International
British move to ban faxing in healthcare
December 19, 2018
LONDON, UK – As part of overhauling its technology systems, the National Health Service (NHS) in the U.K. said it will ban fax machines. Health and Social Care Secretary Matt Hancock (pictured) has forbid purchase of new fax machines starting in 2019 and ordered complete end of their use by April of the following year.
A report earlier this year by the Royal College of Surgeons pointed to “farcical” use of the devices, according to the Telegraph. At that point, doctors across the NHS used 9,000 of the machines to transmit and receive patient information. The Newcastle Upon Tyne Hospital NHS Foundation Trust alone had 603 of them.
Mr.

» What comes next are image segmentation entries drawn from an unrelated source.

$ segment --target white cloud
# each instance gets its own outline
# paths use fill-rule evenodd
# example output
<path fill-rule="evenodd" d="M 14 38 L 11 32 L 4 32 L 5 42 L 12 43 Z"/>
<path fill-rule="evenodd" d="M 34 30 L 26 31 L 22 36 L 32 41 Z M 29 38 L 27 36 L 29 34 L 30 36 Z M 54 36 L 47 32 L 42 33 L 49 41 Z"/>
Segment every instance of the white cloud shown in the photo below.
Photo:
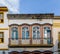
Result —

Hancock said, “Because I love the NHS, I want to bring it into the 21st century and use the very best technology available. We’ve got to get the basics right, like having computers that work and getting rid of the archaic fax machines still used across the NHS when everywhere else got rid of them years ago.”
He added, “I am instructing the NHS to stop buying fax machines and I’m setting a deadline for getting rid of them altogether. Email is much more secure and miles more effective than fax machines. The NHS can be the best in the world – and we can start with getting rid of fax machines.”

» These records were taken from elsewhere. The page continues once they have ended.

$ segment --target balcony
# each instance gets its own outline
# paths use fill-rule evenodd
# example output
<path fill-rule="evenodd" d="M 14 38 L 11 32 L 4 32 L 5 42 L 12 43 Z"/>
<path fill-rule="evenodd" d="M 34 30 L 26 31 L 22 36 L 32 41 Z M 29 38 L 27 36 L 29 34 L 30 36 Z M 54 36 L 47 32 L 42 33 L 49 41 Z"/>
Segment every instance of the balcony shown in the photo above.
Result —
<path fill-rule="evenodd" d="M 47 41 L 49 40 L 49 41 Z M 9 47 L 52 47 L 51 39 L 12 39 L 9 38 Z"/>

Fax use has caused problems with the confidentiality of patient information. “We constantly receive faxes meant for other places in error but this is never reported,” said cognitive behavioral therapist Rebecca McIntyre to the BBC.
In frustration, some doctors had turned to sending patient information over the smartphone app WhatsApp.
But others question the wisdom of junking the technology. “So what happens when a computer virus attacks a hospital’s IT infrastructure, as happened recently?” medical worker Tim Owen told the BBC. “During the WannaCry attack of 2017 our ‘outdated, redundant’ piece of equipment ensured that blood products, not routinely held in our on-site blood bank, could be ordered without delay and therefore not compromising patient safety.”
Richard Kerr, chair of the Royal College of Surgeons Commission on the Future of Surgery, said: “Most other organisations scrapped fax machines in the early 2000s and it is high time the NHS caught up. The RCS supports the ban on fax machines that will come into place in March 2020.”